I think we are in the minority as far as consumption goes. We have prepared for economic energency. I feel confident that we will be OK. However, I get really steamed when I think about other families that can't make it. I worry a lot about mommas on MDC.

I admit I get anxiety by listening/watching/reading the news.
post #38 of 93
Quote:
"What would we DO all day?" (Um....how about hang laundry?)
Thatliterally just made me snort water up my nose, in my attempt to not wake up the sleeping babe in my lap!!!
post #39 of 93
Quote:
Originally Posted by EFmom View Post
As for energy prices, it's inevitable. My dad was an engineer in the energy field, and this stuff was dinner table conversation at least three nights a week. Oil is a finite resource. We need to develop alternative energy sources. No matter what we do, energy is going to continue to take a bigger chunk out of everyone's budget for the forseeable future, because alternative energy will not be as cheap or abundant as oil used to be.
Right on, sister. We bought fuel-efficient cars. The rising gas prices will not affect me much. My car gets 35 mpg and I drive 25 mi to work each way 3 x per week. It's $72 per month. Sure, I'd like to drive even less and can work on that in the future.

Quote:
Originally Posted by EFmom View Post

What ticks me off is that the country was starting to take rational steps toward developing alternative energy and conservation during the Carter years. Then Reagan came in and trashed all those programs. Why people think Carter was so terrible and Reagan so great is beyond me.
That ticks me off, too. I think the Reagan love might have to do with that deal where they waited for Carter to be out of office before they released the hostages. Then, everyone gave Reagan credit even though Carter had been the one doing all the negotiating work.

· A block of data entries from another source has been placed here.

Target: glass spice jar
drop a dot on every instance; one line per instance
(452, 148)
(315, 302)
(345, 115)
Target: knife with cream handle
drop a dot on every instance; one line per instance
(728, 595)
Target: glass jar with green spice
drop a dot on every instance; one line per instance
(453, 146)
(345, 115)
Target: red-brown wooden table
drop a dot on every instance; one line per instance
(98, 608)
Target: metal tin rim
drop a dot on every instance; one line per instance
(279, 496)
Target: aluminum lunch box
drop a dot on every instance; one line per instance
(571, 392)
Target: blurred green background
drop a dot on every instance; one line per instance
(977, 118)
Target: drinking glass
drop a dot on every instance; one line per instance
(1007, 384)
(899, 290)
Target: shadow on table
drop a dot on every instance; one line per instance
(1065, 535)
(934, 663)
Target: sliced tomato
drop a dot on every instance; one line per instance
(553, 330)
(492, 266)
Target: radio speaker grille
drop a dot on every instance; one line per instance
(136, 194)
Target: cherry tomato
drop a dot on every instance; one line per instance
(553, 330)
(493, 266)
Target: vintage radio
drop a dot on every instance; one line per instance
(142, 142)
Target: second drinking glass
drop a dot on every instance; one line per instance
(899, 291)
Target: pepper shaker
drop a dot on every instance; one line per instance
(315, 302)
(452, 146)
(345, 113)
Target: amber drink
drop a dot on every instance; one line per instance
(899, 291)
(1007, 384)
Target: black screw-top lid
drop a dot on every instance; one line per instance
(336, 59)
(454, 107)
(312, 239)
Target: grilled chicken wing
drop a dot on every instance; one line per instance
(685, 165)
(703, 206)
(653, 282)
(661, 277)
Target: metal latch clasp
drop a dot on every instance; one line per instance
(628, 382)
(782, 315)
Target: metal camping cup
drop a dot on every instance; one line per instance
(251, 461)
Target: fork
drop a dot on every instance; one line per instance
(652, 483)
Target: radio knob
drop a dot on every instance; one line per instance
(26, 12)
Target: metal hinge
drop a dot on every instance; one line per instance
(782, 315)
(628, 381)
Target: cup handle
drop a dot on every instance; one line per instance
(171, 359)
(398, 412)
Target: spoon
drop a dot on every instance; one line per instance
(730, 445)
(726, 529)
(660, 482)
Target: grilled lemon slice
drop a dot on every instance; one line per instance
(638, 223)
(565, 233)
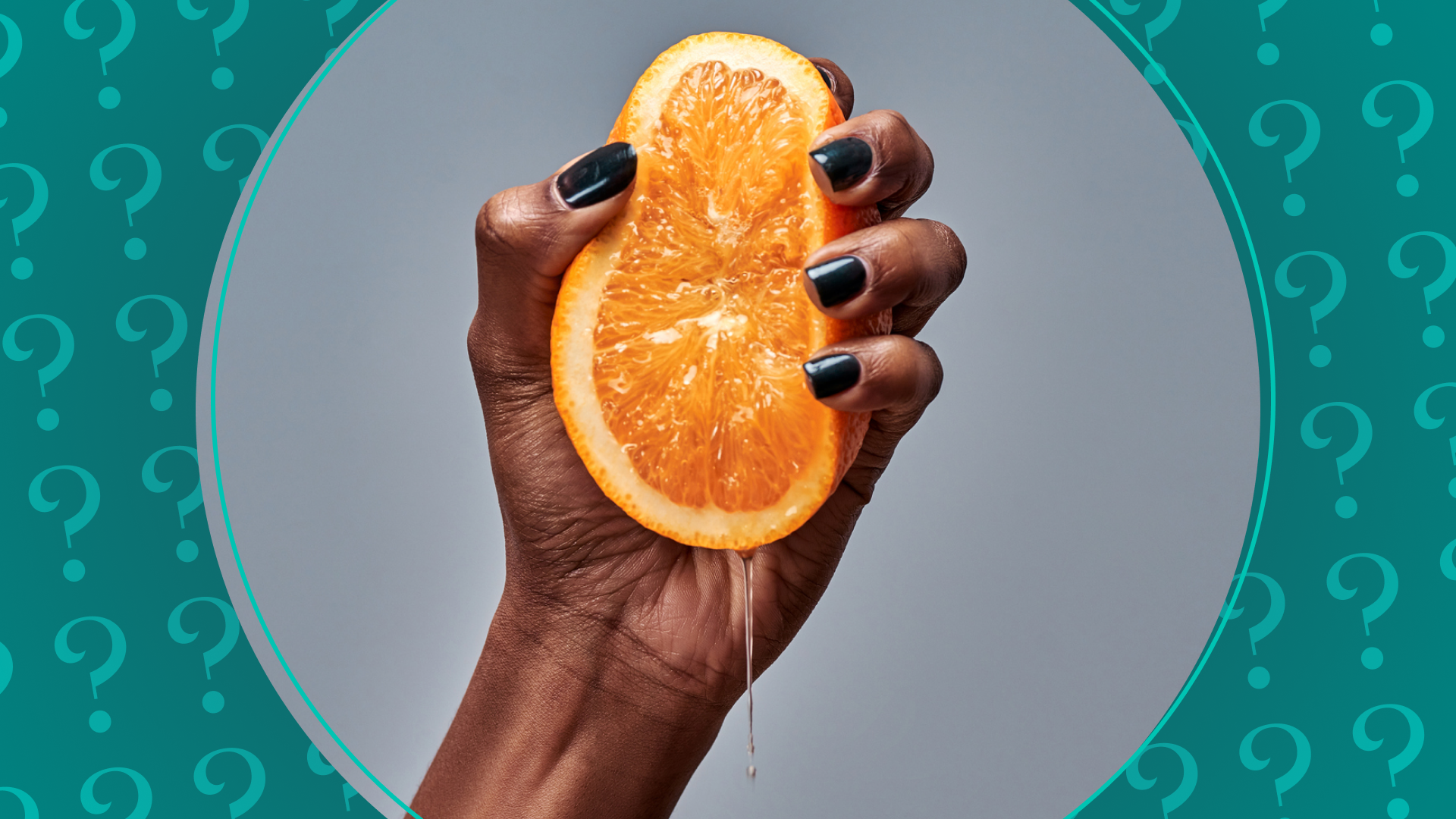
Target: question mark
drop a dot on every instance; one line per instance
(1381, 34)
(41, 193)
(1407, 184)
(12, 55)
(255, 784)
(1391, 585)
(1433, 335)
(1346, 506)
(337, 12)
(47, 419)
(213, 700)
(319, 765)
(161, 398)
(1446, 563)
(218, 164)
(99, 720)
(134, 248)
(1269, 53)
(1258, 675)
(108, 96)
(1293, 203)
(98, 808)
(1155, 27)
(221, 77)
(28, 809)
(149, 479)
(73, 570)
(1318, 354)
(1398, 808)
(1424, 419)
(1296, 771)
(1183, 792)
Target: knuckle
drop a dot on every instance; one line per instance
(954, 254)
(495, 228)
(934, 373)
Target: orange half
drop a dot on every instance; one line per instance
(682, 328)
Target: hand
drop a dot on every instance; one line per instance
(617, 653)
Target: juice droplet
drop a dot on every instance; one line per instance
(747, 639)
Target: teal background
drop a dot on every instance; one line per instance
(1209, 74)
(107, 425)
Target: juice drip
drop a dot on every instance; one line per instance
(747, 632)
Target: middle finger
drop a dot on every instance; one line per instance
(909, 265)
(873, 159)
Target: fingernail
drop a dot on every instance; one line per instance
(599, 175)
(837, 280)
(832, 373)
(845, 161)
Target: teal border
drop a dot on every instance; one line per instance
(212, 395)
(1267, 420)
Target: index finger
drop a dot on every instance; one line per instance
(873, 159)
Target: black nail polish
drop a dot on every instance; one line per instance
(837, 280)
(599, 175)
(845, 161)
(832, 373)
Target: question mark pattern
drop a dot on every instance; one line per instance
(127, 689)
(1335, 703)
(98, 661)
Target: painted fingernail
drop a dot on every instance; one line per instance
(832, 373)
(837, 280)
(599, 175)
(845, 161)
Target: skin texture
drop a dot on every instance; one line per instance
(617, 653)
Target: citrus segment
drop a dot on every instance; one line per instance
(680, 330)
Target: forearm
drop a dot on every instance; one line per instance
(560, 726)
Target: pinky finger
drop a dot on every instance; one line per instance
(884, 372)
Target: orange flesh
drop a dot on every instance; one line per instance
(701, 381)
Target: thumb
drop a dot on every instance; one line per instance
(525, 238)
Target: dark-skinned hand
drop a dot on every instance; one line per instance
(617, 653)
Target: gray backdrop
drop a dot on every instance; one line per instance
(1043, 561)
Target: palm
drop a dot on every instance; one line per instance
(680, 605)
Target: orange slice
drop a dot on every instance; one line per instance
(682, 328)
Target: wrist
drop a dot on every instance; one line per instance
(563, 719)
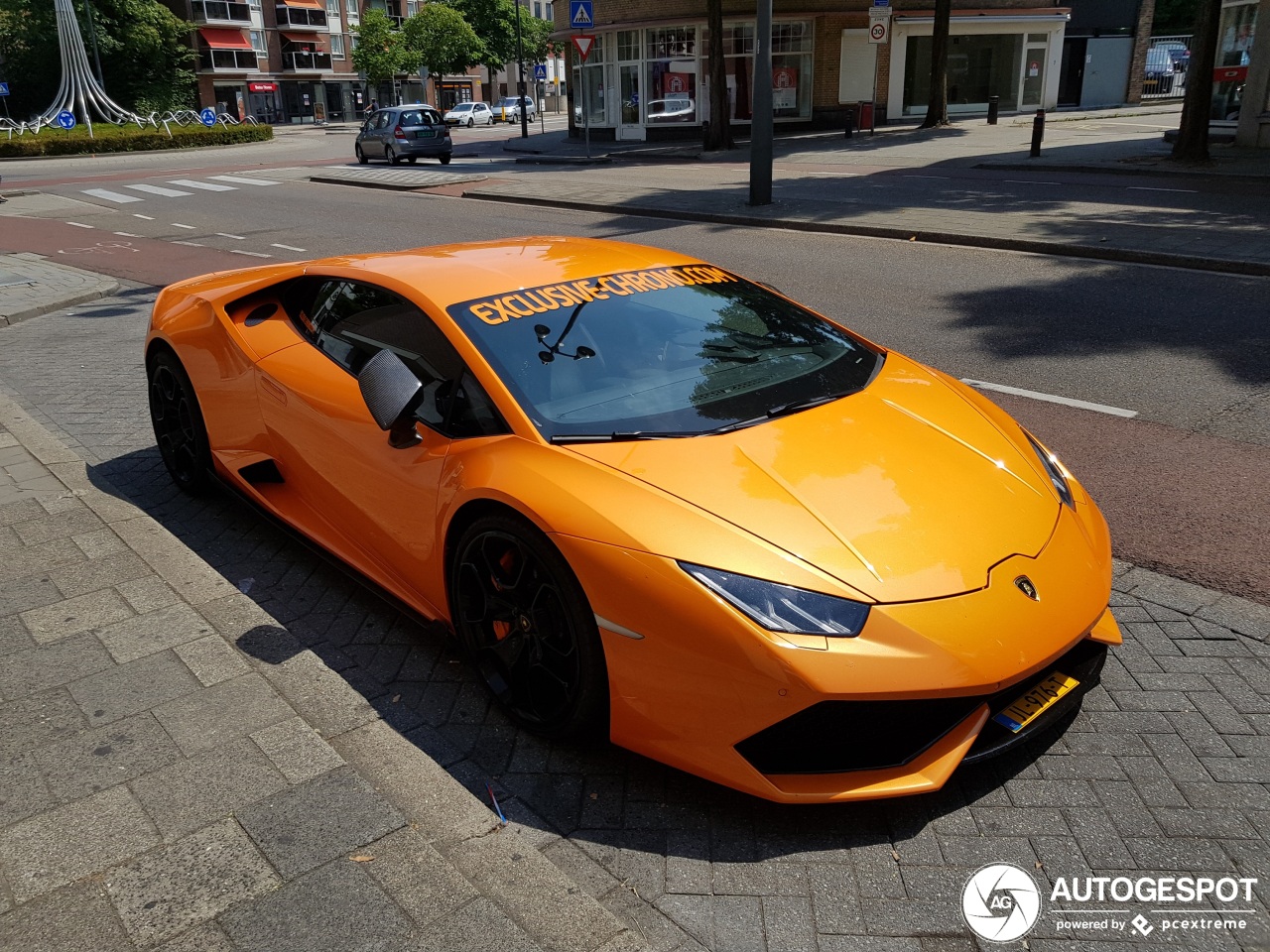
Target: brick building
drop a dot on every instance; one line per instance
(648, 75)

So, what can we/you do to reduce your expenses and help the environment at the same time?

Now, that's it's warmer, we've stopped using heat. We'll not use AC. I want to install ceiling fans where possible.

I want to hang clothes outside rather than use the dryer. We did that for 6 months last year -- saved lots of energy and $$.

I also want to create a square foot garden to raise some of my own food. I'll also be buying food from a woman who raises food in her back yard. That will require less in fossil fuels than if I were getting tomatoes from Spain or something.

I telecommute 2 x per week to save gas, and I rarely buy clothes that require dry cleaning.

How about you?
post #40 of 93
Quote:
Originally Posted by llamalluv View Post
When I suggest a way to cut an expense to someone who is struggling, like hanging laundry, I hear "Oh, that's for poor people and I don't have time for that!" God forbid you suggest they cancel their cable "What would we DO all day?" (Um....how about hang laundry?)
You are my people! I love to hang laundry. We did that for about 6 months last year. I became more aware of the weather. I could not do laundry if it was raining, and that meant some 'forced' relaxation. Eventually, it became too cold and we replaced the dryer that broke. Now that it's warm, I want to get back to using the air and sun to dry our clothes.

We did cloth diapers until DD told me they "didn't feel good" but I'm going to get some cloth training pants. If it doesn't feel good, she can use the potty! Kidding kidding.